Ten insufficient days in India, a land which needs ten weeks, ten months, ten years, for the traveller to come to comprehend the complexity of the innumerable faiths, languages, landscapes, and peoples that constitute Hindustan. In ten days this traveller arrived confused, but left captivated.

My own ten days were spent between Mumbai and Goa, between Hindu and Catholic traditionalism, between the metropolis and the rural. The contrasts are extreme, and the differences in wealth are obvious. India is a country of great wealth, enormous investment and infrastructure, and a large middle class, but many there still suffer privation and poverty. Housing can range from modern apartments and individual homes to huts and crumbling buildings.

The mega-city of Mumbai, with its population somewhere over the twenty-million mark, is not merely polluted, it is poisoned, with its wind water and earth not fit for human consumption. Leaving this metropolis by train your lungs breath freer, and the landscape rolls out before you. There is not one square kilometre where you cannot spot a human soul. Children splash about in a river below the train, women launder their clothes on a shoreline, elderly women collect sticks in the brush, a man walks about a field, his immediate objective not apparent. It is dry season and fires burn off last harvest’s remains, and the humidity creates a veil over the hills and mountains beyond.


Reaching Goa, your senses relax. It is refreshing to leave behind the congestion of Mumbai for the palm treed cities and towns of this formerly Portuguese colony. Here the legacy of the colonial days is apparent in the beautiful architecture of the urban and rural homesteads, and also in the presence of Catholicism in the little chapels scattered throughout the landscape and the omnipresent Jesus Christ and Virgin Mary in taxis, portraits and statues.

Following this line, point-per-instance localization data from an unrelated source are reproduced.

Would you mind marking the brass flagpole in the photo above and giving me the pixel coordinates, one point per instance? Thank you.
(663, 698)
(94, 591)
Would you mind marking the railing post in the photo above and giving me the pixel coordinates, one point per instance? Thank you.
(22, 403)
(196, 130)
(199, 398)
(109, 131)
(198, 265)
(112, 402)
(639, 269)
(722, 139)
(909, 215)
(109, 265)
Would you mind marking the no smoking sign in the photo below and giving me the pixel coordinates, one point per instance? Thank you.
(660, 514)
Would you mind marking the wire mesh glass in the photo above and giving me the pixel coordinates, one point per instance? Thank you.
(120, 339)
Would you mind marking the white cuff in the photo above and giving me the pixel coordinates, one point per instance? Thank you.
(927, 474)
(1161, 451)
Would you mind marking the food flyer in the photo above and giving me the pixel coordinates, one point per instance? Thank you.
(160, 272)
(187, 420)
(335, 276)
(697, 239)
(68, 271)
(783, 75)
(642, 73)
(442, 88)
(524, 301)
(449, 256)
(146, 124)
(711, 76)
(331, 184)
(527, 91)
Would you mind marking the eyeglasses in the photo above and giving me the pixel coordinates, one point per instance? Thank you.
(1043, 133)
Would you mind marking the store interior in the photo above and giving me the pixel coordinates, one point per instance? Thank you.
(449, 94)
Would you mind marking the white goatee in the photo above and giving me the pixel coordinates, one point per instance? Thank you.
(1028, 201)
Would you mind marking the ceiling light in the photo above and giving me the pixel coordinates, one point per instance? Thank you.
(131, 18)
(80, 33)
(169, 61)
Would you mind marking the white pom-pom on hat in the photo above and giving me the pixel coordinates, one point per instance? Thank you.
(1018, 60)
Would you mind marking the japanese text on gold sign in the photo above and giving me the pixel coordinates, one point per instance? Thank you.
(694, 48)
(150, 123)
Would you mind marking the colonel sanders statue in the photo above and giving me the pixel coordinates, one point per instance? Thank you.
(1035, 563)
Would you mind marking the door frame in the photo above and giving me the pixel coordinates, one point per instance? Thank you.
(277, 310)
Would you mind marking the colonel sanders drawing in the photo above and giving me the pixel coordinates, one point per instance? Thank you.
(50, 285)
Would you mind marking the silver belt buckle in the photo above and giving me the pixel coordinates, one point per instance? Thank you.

In India you fall into a kaleidoscope, a kaleidoscope of religions, cultures, languages, and classes all mixing together, weaving in and out of the other to form a disorienting yet mesmerising mass of colours and sensations. In India you can only but dive into this multicolour confusion and let the sounds and sights, the cuisine and customs, the dress and rhythms entrance you in its polychromatic captivation.